Federal Research Center 
"Krasnoyarsk Science Center of the Siberian
Branch of the Russian Academy of Sciences"

Flexible optical sensor made of nanodisks can detect deformations in structures

24 June 2021 г.

Гибкий оптический сенсор из нанодисков сможет определять деформации в конструкциях
Krasnoyarsk scientists theoretically investigated the optical properties of a two-dimensional array of nanodisks and suggested a model of an optical strain sensor based on it. The idea of using the array arose when observing the microstructures of plants which are responsible for photosynthesis. The research results are published in the journal Nanomaterials.

Two-dimensional periodic arrays of nanoparticles have unique optical properties which can be used in designing and creating optical sensors and sensors. The sensitivity of such devices is determined by the geometry of the lattice and shape of its constituent elements, which imposes certain requirements on the technology of its production and, as a consequence, on the cost of the final product.
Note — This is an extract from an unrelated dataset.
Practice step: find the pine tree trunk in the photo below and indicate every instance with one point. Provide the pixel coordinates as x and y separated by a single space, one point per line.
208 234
Scientists from the Federal Research Center "KSC SB RAS" and Siberian Federal University theoretically investigated a two-dimensional array of dielectric nanodisks and suggested a sensor model based on this array. The principle of operation of a real device will be based on the change in the resonance line wavelength of the structure during its deformation. Scientists found out that the optical response of the lattice when it is compressed and stretched in two mutually perpendicular directions is different: in one case, the resonance wavelength does not change, in the other, its shift is observed. The sensitivity of such a device is determined by the difference in resonance wavelengths related to the coefficient of deformation of the structure.

Such devices must have a high elasticity, determining their operating range. Therefore, scientists suggest placing nanoparticles in gel matrices or deposit them on a flexible substrate, for example, on a polydimethylsiloxane film. The elasticity of the material will prevent cracking when the structure is stretched or compressed. The use of such materials makes these structures look like soft matter or living tissue. It will allow the sensor device to behave like a “living plant” and to determine deformations in the structures based on the behavior of the array and the corresponding spectral shifts.
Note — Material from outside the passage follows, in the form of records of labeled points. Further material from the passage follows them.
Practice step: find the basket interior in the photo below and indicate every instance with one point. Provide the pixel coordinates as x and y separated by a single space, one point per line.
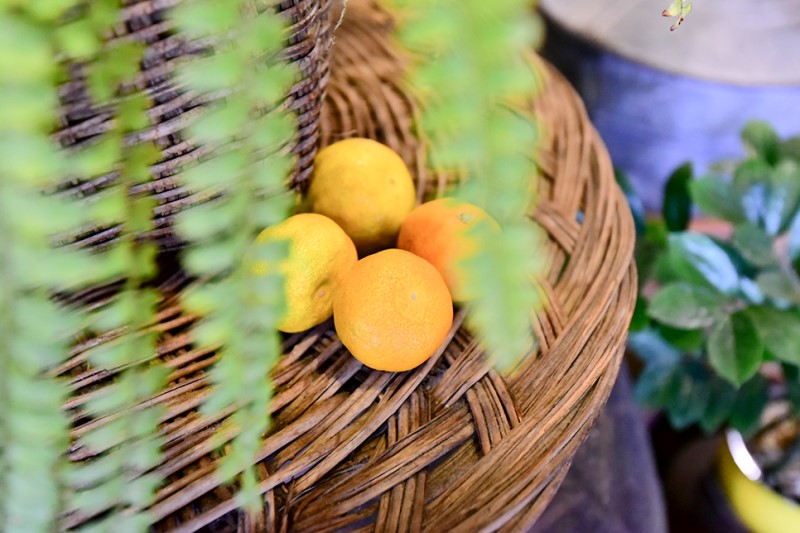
451 445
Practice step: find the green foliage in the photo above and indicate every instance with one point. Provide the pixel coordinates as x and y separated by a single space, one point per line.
722 307
240 309
677 201
126 445
34 330
470 71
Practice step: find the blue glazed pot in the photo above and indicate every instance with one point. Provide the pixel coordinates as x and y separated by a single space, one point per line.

Similar arrays arise in the plant microstructures responsible for photosynthesis. Chloroplasts are located inside the plant's leaf cells, filled with a thylakoid membrane containing chlorophyll, which gives plants the green color. However, the pigment is unevenly distributed in the green part of the plants. The thylakoid is collected in disk-shaped folds, oriented towards the light source and arranged in arrays. It is possible that in this way the plant manages to concentrate the light flux in the area necessary for photosynthesis, or, on the contrary, to get rid of excessive radiation.

“Such structures can form the basis for optical sensors or detectors which will allow determining the presence of mechanical deformations and their magnitude. Such devices have high sensitivity, which is provided due to deformation of the lattice without additional changes in the shape of the nanoparticles themselves. This approach greatly simplifies the technological side of the device implementation and makes it much cheaper, ” says one of the authors of the study, Candidate of physical and mathematical sciences, researcher of the L.V. Kirensky Institute of physics KSC SB RAS, Rashid Bikbaev.

This work was supported by a grant from the President of the Russian Federation for young scientists-candidates of sciences (MK-46.2021.1.2).